So this morning, I had a very long talk with my wife and parents. We sat around the table for over 3 hours and talked about everything; what I want, what I see in my future, everything. I fully opened up to them about wanting to become a woman and going through the process of becoming one.
Over the last week, my parents have had this idea in their minds that once I finished school, I would get back together with my wife. Though my wife didn't know the ful extent of what exactly I wanted, she knew we probably wouldn't get back together. That was why this whole talk took place. I explained that I truly wanted to be a woman and that my wife has already expressed that she didn't want to be married to a woman...can't fault her for that...and explained that one we separate, that's pretty much it.

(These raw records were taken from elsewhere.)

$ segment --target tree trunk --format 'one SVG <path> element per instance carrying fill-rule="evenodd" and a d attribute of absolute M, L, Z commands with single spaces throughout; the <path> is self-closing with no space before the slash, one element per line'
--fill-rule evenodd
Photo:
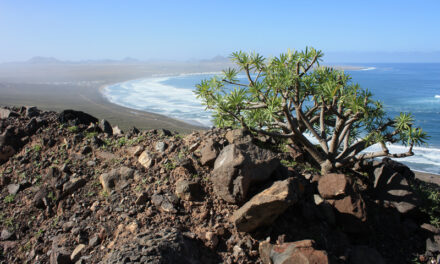
<path fill-rule="evenodd" d="M 321 175 L 326 175 L 333 170 L 333 163 L 330 160 L 325 160 L 319 164 L 321 166 Z"/>

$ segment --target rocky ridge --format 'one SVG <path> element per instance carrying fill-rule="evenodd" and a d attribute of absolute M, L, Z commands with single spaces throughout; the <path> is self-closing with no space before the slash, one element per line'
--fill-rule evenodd
<path fill-rule="evenodd" d="M 0 263 L 437 261 L 406 166 L 320 176 L 277 144 L 1 108 Z"/>

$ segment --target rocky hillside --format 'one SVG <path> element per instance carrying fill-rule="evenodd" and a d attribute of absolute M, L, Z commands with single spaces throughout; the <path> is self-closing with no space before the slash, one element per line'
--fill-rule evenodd
<path fill-rule="evenodd" d="M 440 253 L 428 185 L 391 160 L 320 176 L 242 130 L 123 133 L 83 112 L 22 107 L 0 109 L 0 164 L 0 263 L 436 263 Z"/>

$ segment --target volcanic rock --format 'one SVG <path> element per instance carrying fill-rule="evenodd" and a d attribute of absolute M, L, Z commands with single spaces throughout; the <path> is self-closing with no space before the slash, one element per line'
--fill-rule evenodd
<path fill-rule="evenodd" d="M 96 119 L 96 117 L 93 117 L 82 111 L 75 111 L 75 110 L 62 111 L 58 119 L 60 123 L 67 123 L 69 121 L 72 121 L 73 124 L 75 125 L 83 124 L 88 126 L 91 123 L 98 123 L 98 119 Z"/>
<path fill-rule="evenodd" d="M 269 150 L 252 143 L 228 145 L 220 152 L 211 173 L 214 192 L 230 203 L 243 201 L 251 184 L 269 179 L 278 166 L 279 160 Z"/>
<path fill-rule="evenodd" d="M 347 194 L 349 182 L 344 174 L 329 173 L 318 181 L 319 194 L 324 199 L 335 199 Z"/>
<path fill-rule="evenodd" d="M 297 201 L 298 186 L 295 185 L 292 180 L 275 182 L 235 211 L 231 222 L 242 232 L 252 232 L 260 226 L 270 225 Z"/>

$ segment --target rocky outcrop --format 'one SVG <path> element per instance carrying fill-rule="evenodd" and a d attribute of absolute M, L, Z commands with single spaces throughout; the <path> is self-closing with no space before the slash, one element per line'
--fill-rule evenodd
<path fill-rule="evenodd" d="M 431 215 L 391 203 L 399 186 L 415 186 L 391 160 L 376 162 L 371 182 L 367 170 L 321 177 L 301 163 L 306 156 L 279 165 L 292 151 L 264 149 L 276 141 L 244 130 L 111 135 L 75 118 L 60 123 L 55 112 L 5 109 L 18 116 L 0 118 L 0 145 L 14 150 L 0 165 L 0 263 L 425 263 L 440 255 Z M 393 199 L 379 199 L 383 190 Z M 424 211 L 435 217 L 433 205 Z M 260 244 L 265 238 L 272 244 Z"/>
<path fill-rule="evenodd" d="M 251 184 L 268 180 L 278 166 L 274 153 L 253 143 L 228 145 L 214 163 L 214 191 L 227 202 L 244 201 Z"/>

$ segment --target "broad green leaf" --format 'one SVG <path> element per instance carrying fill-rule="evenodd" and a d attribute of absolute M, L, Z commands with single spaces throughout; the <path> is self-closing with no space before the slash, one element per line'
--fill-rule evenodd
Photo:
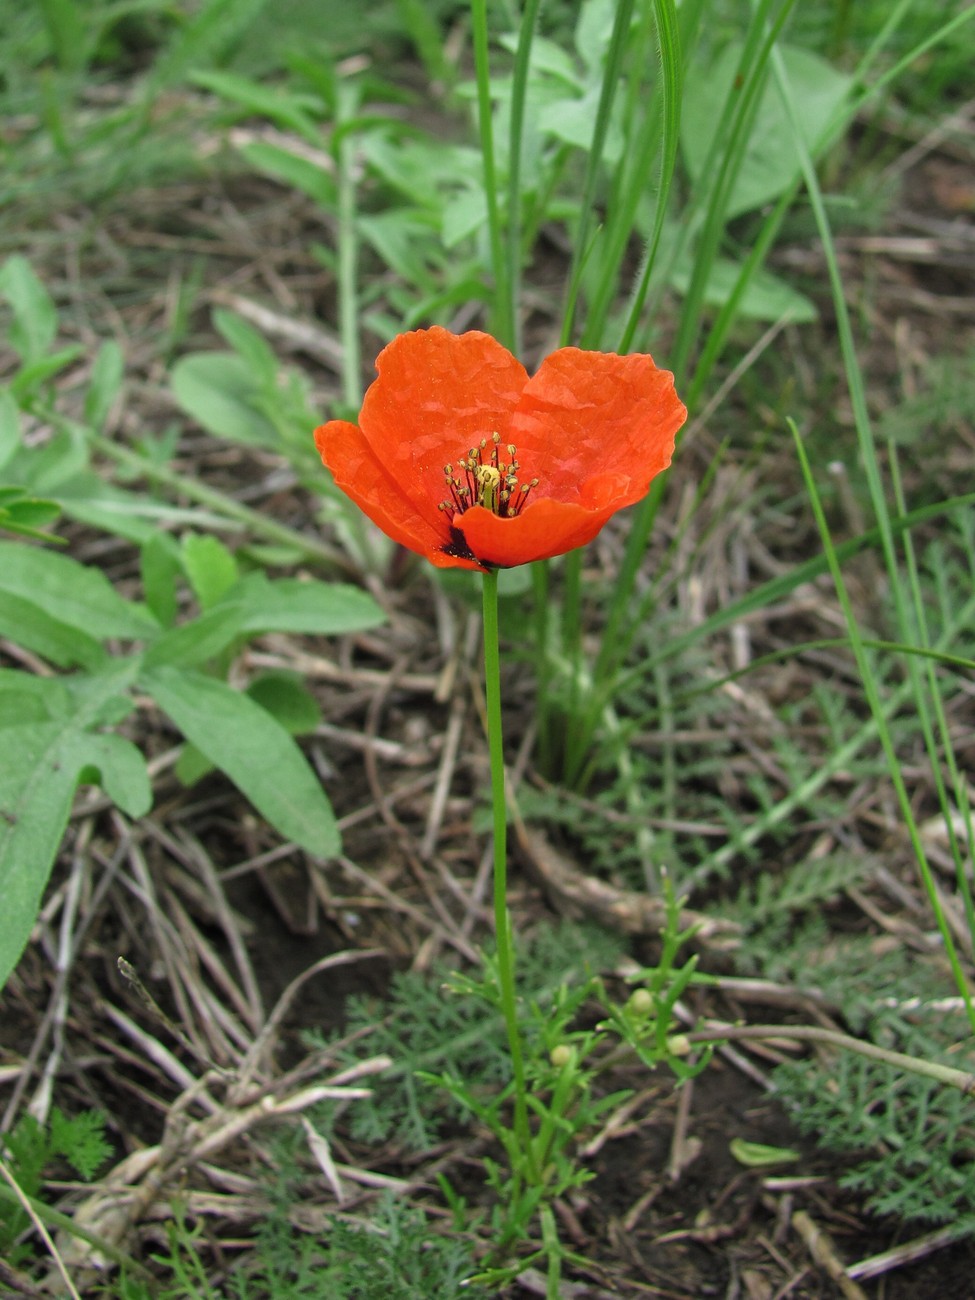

The talk did not go well. Lots of tears from everyone since all three of them didn't know the ful extent of what I was wanting. My wife did the best at accepting it. She explained that though she could not follow me in the journey that I was on, she respected my decision to follow the path I feel is right. No, she is not ok with it, no, she does not want it to happen. But she knows that it is entirely my choice and I have to do what I feel is right. Both my parents just cried a lot. They didn't have much to say. Hours later, I got a text from my dad saying that he/they will always love me no matter what. It means a lot to me for sure. I know and understand that it has to be excruciatingly hard for them to see their only boy want to be one of the sisters. I have three. It's very hard to know that they are hurting and there is literally nothing I can do to make it better. I think they are somewhat mourning the loss of a son. It breaks my heart to see them go through all this and know that there is very little I can do to make it better. Especially since it is my fault all this is happening. Kind of makes me want to curl up somewhere dark and just cry and hide.
These kinds of things hurt my heart. I wish there was another way. My wife well be fine, but my kids will be hurt and my parents well be hurt.
Sometimes I just wish I could disappear. (Don't worry, I'm not going to do anything drastic) I just wish this could all be over and I could just have a do over and be a GG. Sadly, I'm stuck with this one life and don't have a choice. God doesn't make mistakes, but we do live in an imperfect world. I just want the outside to look like the inside feels.